Everything else (cert, Drone OAuth/RPC, webhook HMAC) is sops-encrypted **in git** — nothing else
is provisioned out-of-band.
**External infra (operator-owned, not on the box — class-A1):**
- DNS: `*.ci.commoninternet.net` (+ bare) → the **gateway**, which TLS-passthroughs (SNI) to cc-ci.

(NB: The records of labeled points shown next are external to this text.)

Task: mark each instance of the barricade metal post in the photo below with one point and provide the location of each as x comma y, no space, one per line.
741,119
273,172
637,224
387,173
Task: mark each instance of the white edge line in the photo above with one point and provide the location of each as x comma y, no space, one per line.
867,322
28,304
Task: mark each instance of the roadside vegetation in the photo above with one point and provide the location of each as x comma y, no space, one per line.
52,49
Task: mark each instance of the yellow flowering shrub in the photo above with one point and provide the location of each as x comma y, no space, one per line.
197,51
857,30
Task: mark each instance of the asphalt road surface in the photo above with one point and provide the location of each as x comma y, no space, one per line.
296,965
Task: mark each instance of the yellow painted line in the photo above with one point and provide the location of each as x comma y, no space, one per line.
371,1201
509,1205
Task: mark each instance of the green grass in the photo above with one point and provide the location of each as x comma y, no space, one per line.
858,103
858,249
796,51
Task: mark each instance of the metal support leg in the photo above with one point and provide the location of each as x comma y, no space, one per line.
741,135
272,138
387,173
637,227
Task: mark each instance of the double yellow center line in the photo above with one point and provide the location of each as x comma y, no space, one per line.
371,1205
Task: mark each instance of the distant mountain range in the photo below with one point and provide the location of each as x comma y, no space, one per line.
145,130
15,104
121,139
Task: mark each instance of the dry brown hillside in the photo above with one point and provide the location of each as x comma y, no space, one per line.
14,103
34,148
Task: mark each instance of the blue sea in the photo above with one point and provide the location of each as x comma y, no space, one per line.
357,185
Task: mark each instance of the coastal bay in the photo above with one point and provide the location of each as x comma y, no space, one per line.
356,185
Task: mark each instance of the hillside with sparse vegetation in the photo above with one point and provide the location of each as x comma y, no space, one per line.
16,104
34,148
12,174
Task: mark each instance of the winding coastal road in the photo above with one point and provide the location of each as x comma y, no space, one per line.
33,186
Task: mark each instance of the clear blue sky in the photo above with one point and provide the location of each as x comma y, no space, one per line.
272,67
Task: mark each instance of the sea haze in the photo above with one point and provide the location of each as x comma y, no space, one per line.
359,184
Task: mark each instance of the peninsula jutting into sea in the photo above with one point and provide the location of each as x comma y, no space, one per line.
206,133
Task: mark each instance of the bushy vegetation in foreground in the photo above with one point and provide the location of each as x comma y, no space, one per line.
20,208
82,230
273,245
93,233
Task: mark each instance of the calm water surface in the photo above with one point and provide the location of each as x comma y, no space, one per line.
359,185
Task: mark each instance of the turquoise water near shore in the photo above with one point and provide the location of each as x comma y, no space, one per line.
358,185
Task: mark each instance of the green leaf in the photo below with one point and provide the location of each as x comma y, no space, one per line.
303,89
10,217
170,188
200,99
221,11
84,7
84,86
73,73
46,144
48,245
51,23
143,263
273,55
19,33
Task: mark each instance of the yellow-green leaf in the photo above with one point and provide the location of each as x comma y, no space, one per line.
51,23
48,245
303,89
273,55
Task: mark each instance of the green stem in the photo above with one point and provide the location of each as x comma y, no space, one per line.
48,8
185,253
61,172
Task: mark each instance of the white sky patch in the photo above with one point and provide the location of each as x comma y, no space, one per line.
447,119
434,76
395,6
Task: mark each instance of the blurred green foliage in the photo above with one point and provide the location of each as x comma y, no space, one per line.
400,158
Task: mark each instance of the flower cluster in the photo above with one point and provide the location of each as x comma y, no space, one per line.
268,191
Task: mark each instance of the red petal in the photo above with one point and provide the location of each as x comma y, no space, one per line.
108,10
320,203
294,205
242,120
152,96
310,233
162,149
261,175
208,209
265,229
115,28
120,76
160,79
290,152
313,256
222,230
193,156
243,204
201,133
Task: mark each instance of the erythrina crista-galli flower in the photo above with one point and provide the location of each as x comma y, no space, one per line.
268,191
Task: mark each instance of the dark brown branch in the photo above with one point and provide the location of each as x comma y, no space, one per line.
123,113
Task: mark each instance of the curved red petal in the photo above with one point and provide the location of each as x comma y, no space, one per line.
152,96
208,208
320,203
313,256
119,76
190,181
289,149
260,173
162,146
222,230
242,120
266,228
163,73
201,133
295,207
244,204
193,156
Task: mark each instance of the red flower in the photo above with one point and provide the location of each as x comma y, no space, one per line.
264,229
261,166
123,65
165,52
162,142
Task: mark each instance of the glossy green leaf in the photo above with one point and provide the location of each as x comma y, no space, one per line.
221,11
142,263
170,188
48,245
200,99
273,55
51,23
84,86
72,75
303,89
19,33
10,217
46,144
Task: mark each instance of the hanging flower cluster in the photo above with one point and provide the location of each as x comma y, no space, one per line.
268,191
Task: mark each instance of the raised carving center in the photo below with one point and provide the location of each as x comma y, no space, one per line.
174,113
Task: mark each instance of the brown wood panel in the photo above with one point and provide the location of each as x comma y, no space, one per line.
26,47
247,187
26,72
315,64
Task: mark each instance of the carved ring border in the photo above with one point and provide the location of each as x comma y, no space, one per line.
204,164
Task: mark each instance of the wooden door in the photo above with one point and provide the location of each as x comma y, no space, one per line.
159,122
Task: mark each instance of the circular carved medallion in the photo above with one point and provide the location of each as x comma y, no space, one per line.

- Firewall path: gateway reaches cc-ci on tcp/80+443 (opened by `nix/modules/swarm.nix`).
- The wildcard cert is **renewed out-of-band** by the operator, who then re-encrypts it into
`cc-ci-secrets` (sops) and rebuilds — the Gandi DNS token never touches the box; **never ACME here.**
## 1. Apply the NixOS flake (this is the whole install)
The flake (`flake.nix`, `nix/hosts/cc-ci/`, `nix/modules/`) declares: base host, sops-nix (decrypts via the
host SSH key), Docker + single-node Swarm + the `proxy` overlay + firewall 80/443
(`nix/modules/swarm.nix`), abra (`nix/modules/abra.nix` / `packages.nix`), the **traefik reconcile oneshot**
(`nix/modules/proxy.nix`), the **Drone server reconcile oneshot** (`nix/modules/drone.nix`), and the
**Drone exec runner** (`nix/modules/drone-runner.nix`).
```sh
# 1. Clone base + the private secrets submodule (bot/deploy creds for cc-ci-secrets).
# The submodule provides secrets/secrets.yaml (sops). Use a credential that can read
# recipe-maintainers/cc-ci-secrets, e.g. a per-command header (never persisted):
git clone --recursive https://git.autonomic.zone/recipe-maintainers/cc-ci.git /root/cc-ci
# (if cloned non-recursively: git -C /root/cc-ci submodule update --init)
# 2. Provision the bootstrap age key (see Preconditions) — the ONE out-of-band secret:
install -m700 -d /var/lib/sops-nix
install -m600 /path/to/bootstrap-age-key /var/lib/sops-nix/key.txt
# 3. One nixos-rebuild switch. NOTE: ?submodules=1 so the git flake includes secrets/.
nixos-rebuild switch --flake 'git+file:///root/cc-ci?submodules=1#cc-ci'
```
On activation sops-nix decrypts every secret (incl. the wildcard cert → `/var/lib/ci-certs/live/`),
then the serialized reconcile oneshots converge the swarm. Verify:
```sh
systemctl is-system-running # -> running (0 failed units)
docker service ls # traefik app+socket-proxy, drone, bridge, dashboard, backups — all 1/1
# cert is sops-decrypted FROM GIT to the path traefik serves:
sha256sum /var/lib/ci-certs/live/fullchain.pem # symlink -> /run/secrets/wildcard_cert
# TLS served from the git cert, verified locally on the host (SNI ci.commoninternet.net):
curl -s --resolve probe.ci.commoninternet.net:443:127.0.0.1 \
-o /dev/null -w 'ssl_verify=%{ssl_verify_result}\n' https://probe.ci.commoninternet.net/ # -> 0
# (the served leaf fingerprint == the cert in cc-ci-secrets)
```
> Tip: when driving the switch over an SSH session that rides Tailscale, run it as a detached unit so
> it survives the tailscale restart during activation, and use the absolute flake ref:
> `systemd-run --no-block --unit=ccci-sw --property=Type=oneshot nixos-rebuild switch --flake 'git+file:///root/cc-ci?submodules=1#cc-ci'`
> *(On the canonical cc-ci the build source is synced from the admin's clone via `tar | ssh` and built
> as a `path:` flake — no submodule fetch needed there; the `?submodules=1` form is for a git clone.)*
## 2. One-time: link Drone ↔ Gitea (OAuth grant)
The only manual post-rebuild step. Drone needs the bot's Gitea OAuth token (granted by an
interactive login) before it can sync/clone repos; this can't be Nix-declared without putting the
bot password on the box. The token then persists in Drone's `data` volume.
```sh
GITEA_USERNAME=autonomic-bot GITEA_PASSWORD=… bash scripts/bootstrap-drone-oauth.sh
# -> "drone login ok (admin=true)" / "repo recipe-maintainers/cc-ci active=true"
```
Verify a build runs green: push any commit to the cc-ci repo and watch
`https://drone.ci.commoninternet.net` (or the API) — the push webhook (set on activation) triggers
the `.drone.yml` self-test on the exec runner.
## 3. (later milestones) comment-bridge, dashboard, recipe enrollment
See `docs/enroll-recipe.md` (D5), `docs/secrets.md` (D6), `docs/runbook.md`. Each new piece of infra
is added as another idempotent reconcile oneshot, so this install stays a single `nixos-rebuild`.